International Relations

Programme - first cycle - 180 credits

Syllabus for students admitted autumn 2013

Programme Code:
SGINE revision 8.1
Date of establishment:
30 November 2006
Date of ratification:
07 November 2012
Decision-making body:
Faculty of Culture and Society
Enforcement date:
02 September 2013
Replaces Syllabus ratified:
15 December 2011

Entry requirements

General entry requirement (with the exemption of Swedish language) and specific entry requirement of English B from Swedish upper secondary school (A6/6), or equivalent.


International Relations as an academic subject contains a number of theoretical perspectives seeking to illuminate and explain relations between different types of actors and structures within global politics.

The overarching aim of the bachelor program of international relations is to provide students with the ability to gain skills, knowledge and insight in relation to the following main areas: the basic features of international relations; the changeable nature of international relations; the relationship between global politics the state and the individual; the nature and modes of operation of the international system; and the emergence of international norms and institutions. Furthermore, the program seeks to provide knowledge and insight into salient theoretical endeavors, methodological issues and current research debates within the field of study.

The program also aims to equip students with the necessary analytical skills in order to be able to work with subject related issues in national and international environments, for example within voluntary organizations, national public authorities and international organizations. In addition, the program provides necessary skills and knowledge for continued studies on master or graduate studies levels.

The bachelor program consists of six terms of study and leads to a bachelor’s degree in International Relations.

The program is organized in the following way:

  • Term 1: International relations 1. This term is based on the theoretically pluralist character of the discipline, i.e. it engages different perspectives on IR, providing the foundation for further study. This course also gives students an introduction to current issues and trends in global politics, and their historical background and development. In addition, an introduction to scientific methods and academic writing is given.

  • Term 2: International Relations 2. This course builds on the theoretical and empirical knowledge gained in the first semester, but focuses on specific processes and structures central to the development and operation of the contemporary international system, as well as on questions relating methodology and the research of international relations. The latter includes the writing of a research paper.

  • Term 3: Elective. This semester makes it possible for students to enroll in elective courses, but it is recommended that students chose subjects either related to IR or courses of relevance for future professional careers.

  • Term 4: Elective. This semester also makes it possible for students to enroll in elective courses but it is recommended that students either conduct studies at a university abroad, or do an internship which the program coordinator deems relevant to the study program.

  • Term 5: In–Depth Studies in Global Politics. This course aims to provide students with deepened understanding of theory within the discipline and to broaden their knowledge of the empirical scope of Global Politics. Specific attention is given to global governance and foreign policy strategies.

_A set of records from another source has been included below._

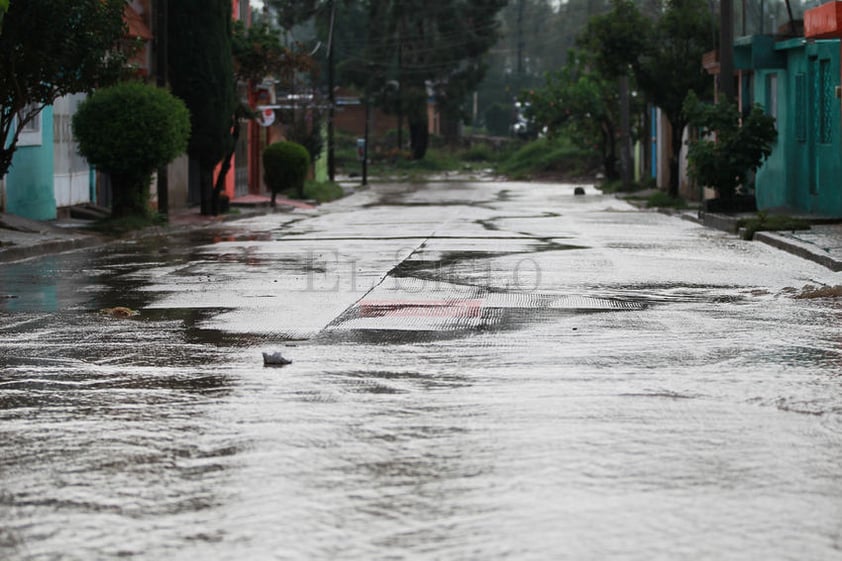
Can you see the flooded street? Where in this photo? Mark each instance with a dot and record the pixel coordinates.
(480, 371)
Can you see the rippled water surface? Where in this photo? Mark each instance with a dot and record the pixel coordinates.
(480, 372)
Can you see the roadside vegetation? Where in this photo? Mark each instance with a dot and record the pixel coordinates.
(764, 222)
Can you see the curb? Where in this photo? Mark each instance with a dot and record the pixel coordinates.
(801, 249)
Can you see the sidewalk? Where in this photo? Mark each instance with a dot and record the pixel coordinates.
(21, 238)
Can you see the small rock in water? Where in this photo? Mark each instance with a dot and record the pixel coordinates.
(275, 359)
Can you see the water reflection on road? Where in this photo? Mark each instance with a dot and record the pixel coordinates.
(646, 389)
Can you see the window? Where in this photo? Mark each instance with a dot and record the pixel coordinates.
(30, 132)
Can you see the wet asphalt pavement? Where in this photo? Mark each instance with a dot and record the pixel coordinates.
(480, 371)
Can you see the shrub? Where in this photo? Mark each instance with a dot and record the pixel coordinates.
(726, 161)
(764, 222)
(129, 130)
(285, 167)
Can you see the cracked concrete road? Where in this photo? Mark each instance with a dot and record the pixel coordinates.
(480, 370)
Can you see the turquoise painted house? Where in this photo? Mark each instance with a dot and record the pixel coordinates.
(29, 188)
(47, 173)
(798, 81)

  • Term 6: International Relations 3. In the final semester, we focus on analysis of contemporary challenges in Global Politics in relation to more advanced studies of methodology and philosophy of science. Specific attention is given to the research process and the design and completion of a research project. The course ends with a Bachelor Thesis (15 credits).


Course list:

Learning outcomes

After completion of the program, students will be able to

  • Identify and describe, compare and analyze, as well as critically assess and evaluate the theoretical perspectives, research problems, and areas of study germane to the discipline of International Relations
  • Through the application of scientific methods independently identify, seek, collect, and critically compile and interpret material and information relevant to the subject.
  • Orally and in writing participate in a dialogue with different respondents within the academy and in society at large, concerning subject related problems, arguments and solutions.
  • Within allotted time-frames formulate and conduct independent analysis of research problems within international relations, individually as well as in groups.
  • Evaluate relevant scientific, societal, and ethical aspects of their own and others’ independent research products.
  • Independently design, conduct, and present a research project.


Bachelor's degree.

Bachelor of Arts with a major in International Relations.